Caos na Justiça. “Já nem existe papel em alguns tribunais para notificações”

Inquérito revela uma sobrecarga de trabalho e falta de recursos. Ao i, o procurador Paulo Castro diz que há magistrados a trabalhar 12 a 14 horas por dia, com consequências ao nível do desgaste físico e psicológico.

O inquérito de avaliação das condições de trabalho divulgado na segunda-feira pelo Sindicato dos Magistrados do Ministério Público (SMMP) colocou a nu algumas das fragilidades daquela classe. Há uma carência de recursos humanos, há muitos magistrados de baixa médica e o estado das instalações onde trabalham também deixa a desejar.

Segundo a direção do SMMP, os dados divulgados na sequência do questionário realizado entre o último trimestre de 2021 e o primeiro semestre de 2022 permitiram obter um retrato “concreto, comarca a comarca, das necessidades existentes” no país.

Uma das principais conclusões deste estudo prende-se com a falta de preenchimento dos quadros, sendo que “no penúltimo movimento realizado, 20,5% dos lugares existentes não foram preenchidos (numa amostra de 611 ficaram por preencher 125 lugares relativamente ao quadro legal e destes 106 continuavam em março de 2022 por preencher)”.

“Contudo, dos 15,2% lugares que foram preenchidos em setembro/outubro de 2021, a verdade é que 36,8% o foram a título de reafectação, 31,6% com a colocação de auxiliares, 26,3% com magistrados dos quadros complementares e 5,3% por destacamento”, indica a estrutura sindical. 

Em declarações ao i, Paulo Castro, que integra a direção do SMMP, explica que “muitos lugares que vão a concurso para cada tribunal acabam por não ser preenchidos porque não há magistrados suficientes”, originando a que haja “substituições e acumulações”, através de mecanismos como a reafetação. 

Além disso, mesmo os lugares que são preenchidos, muitas vezes não têm os trabalhadores ao serviço.
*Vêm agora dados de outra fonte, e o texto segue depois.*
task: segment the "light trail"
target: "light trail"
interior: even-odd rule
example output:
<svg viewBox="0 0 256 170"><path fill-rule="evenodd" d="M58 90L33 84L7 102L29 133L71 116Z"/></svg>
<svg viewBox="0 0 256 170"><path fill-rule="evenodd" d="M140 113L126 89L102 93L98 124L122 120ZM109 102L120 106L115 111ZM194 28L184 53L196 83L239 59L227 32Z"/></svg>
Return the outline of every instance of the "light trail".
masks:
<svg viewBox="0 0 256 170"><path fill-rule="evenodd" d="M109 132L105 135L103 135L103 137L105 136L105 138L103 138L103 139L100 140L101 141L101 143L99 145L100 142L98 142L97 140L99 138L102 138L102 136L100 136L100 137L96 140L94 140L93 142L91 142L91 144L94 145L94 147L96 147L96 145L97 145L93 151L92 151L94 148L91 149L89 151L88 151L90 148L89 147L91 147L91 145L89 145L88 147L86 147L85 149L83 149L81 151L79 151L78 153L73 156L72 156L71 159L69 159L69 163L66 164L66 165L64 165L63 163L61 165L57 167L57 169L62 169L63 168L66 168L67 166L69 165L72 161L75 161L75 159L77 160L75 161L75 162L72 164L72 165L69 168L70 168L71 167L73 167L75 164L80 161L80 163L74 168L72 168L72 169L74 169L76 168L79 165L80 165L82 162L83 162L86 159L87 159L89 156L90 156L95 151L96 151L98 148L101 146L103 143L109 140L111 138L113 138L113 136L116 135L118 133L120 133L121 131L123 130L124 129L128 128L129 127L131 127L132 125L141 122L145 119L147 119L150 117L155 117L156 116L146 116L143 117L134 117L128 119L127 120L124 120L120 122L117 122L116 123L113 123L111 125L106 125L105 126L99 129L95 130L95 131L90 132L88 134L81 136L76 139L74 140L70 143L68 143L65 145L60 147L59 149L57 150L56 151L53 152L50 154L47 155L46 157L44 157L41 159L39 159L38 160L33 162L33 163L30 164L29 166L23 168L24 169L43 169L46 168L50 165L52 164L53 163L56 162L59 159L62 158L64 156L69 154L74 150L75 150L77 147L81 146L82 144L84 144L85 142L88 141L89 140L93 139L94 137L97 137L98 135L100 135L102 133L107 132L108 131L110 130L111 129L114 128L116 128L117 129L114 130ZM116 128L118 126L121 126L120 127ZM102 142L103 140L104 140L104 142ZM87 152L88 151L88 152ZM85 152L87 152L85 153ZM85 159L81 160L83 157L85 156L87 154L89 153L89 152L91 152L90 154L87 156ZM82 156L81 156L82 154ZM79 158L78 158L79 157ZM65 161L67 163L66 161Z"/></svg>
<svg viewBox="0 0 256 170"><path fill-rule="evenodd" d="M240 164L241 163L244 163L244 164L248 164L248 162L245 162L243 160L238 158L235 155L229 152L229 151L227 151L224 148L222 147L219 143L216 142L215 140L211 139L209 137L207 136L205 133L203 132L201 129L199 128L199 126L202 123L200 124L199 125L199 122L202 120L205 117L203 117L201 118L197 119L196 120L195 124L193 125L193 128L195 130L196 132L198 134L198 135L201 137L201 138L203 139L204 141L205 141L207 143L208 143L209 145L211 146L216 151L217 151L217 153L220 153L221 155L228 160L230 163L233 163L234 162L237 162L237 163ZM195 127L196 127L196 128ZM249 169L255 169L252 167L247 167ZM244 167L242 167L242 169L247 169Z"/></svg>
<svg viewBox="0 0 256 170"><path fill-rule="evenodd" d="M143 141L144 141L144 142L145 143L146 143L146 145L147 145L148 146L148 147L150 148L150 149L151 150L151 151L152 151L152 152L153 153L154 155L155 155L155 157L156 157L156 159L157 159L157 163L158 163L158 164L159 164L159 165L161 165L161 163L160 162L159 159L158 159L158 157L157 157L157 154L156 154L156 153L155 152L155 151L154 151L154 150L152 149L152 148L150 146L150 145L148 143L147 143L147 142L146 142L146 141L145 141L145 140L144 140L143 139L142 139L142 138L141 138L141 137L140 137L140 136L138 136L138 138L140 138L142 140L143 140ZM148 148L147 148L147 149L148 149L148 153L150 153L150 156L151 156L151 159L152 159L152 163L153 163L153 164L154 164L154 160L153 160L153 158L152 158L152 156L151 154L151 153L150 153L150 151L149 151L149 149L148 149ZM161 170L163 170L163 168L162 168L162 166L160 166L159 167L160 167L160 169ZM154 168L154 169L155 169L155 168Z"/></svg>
Os resultados do inquérito apontam mesmo que quase um quarto dos magistrados colocados (23,1%) não está efetivamente ao serviço, devido a situações de doença (37,3%), licenças de maternidade/paternidade (27,6%) e gravidez de risco (12,7%).

No que se refere à saúde e bem-estar, a maioria dos magistrados auscultados (51,1%) admitiu que já sofreu problemas de saúde em consequência do serviço, sendo 57,6% de natureza física e psicológica, 26% apenas psicológica e 16,4% apenas física. Um indicador que, aos olhos de Paulo Castro, traduz uma “sobrecarga de trabalho que vai sendo acumulada, com magistrados a trabalharem 12 a 14 horas por dia, ou mais”. 

“Pode passar a ideia que existe um número muito elevado de baixas, mas da realidade que conhecemos o magistrado está até à última para pedir a situação de baixa e acaba por agravar os problemas de saúde que tem”, indica. 

Isto porque a falta de recursos humanos não permite depois que essas ausências sejam supridas através do quadro complementar, uma vez que “o número de reformas acaba por suplantar em muito o número das novas entradas e também porque o número de candidatos graduados às vagas abertas é cada vez menor tendo em conta que a carreira começa a ser cada vez menos atrativa”, aponta o procurador. 

Seja pela falta de preenchimento de quadros, seja pelas ausências de magistrados por motivos de saúde, quase metade dos inquiridos (41,4%) “realizam mais trabalho do que aquele que consta no conteúdo funcional do seu lugar de origem”.

Na prática, isto significa que “o magistrado, já depois de concorrer para um determinado lugar, vê esse conteúdo funcional alterado e agravado com outro trabalho que não estava inicialmente previsto”. Uma realidade que, de acordo com Paulo Castro, pode muitas vezes obrigar a deslocações, o que implica mais despesas, além de maior disponibilidade e mais horas de serviço do magistrado.

A agravar a situação, no que respeita às condições de trabalho e suas infraestruturas, o retrato obtido também é “claramente desfavorável”, com quase metade dos edifícios a apresentar danos (45,5%), como infiltrações, problemas nos telhados e pavimentos, deficiências nas casas de banho e problemas nos elevadores, bem como a carência de materiais tão simples como o papel. 

“Agora, já nem sequer existe papel em alguns tribunais para notificações, por exemplo, portanto as coisas estão a chegar a um ponto bastante complicado”, denuncia a mesma fonte do SMMP.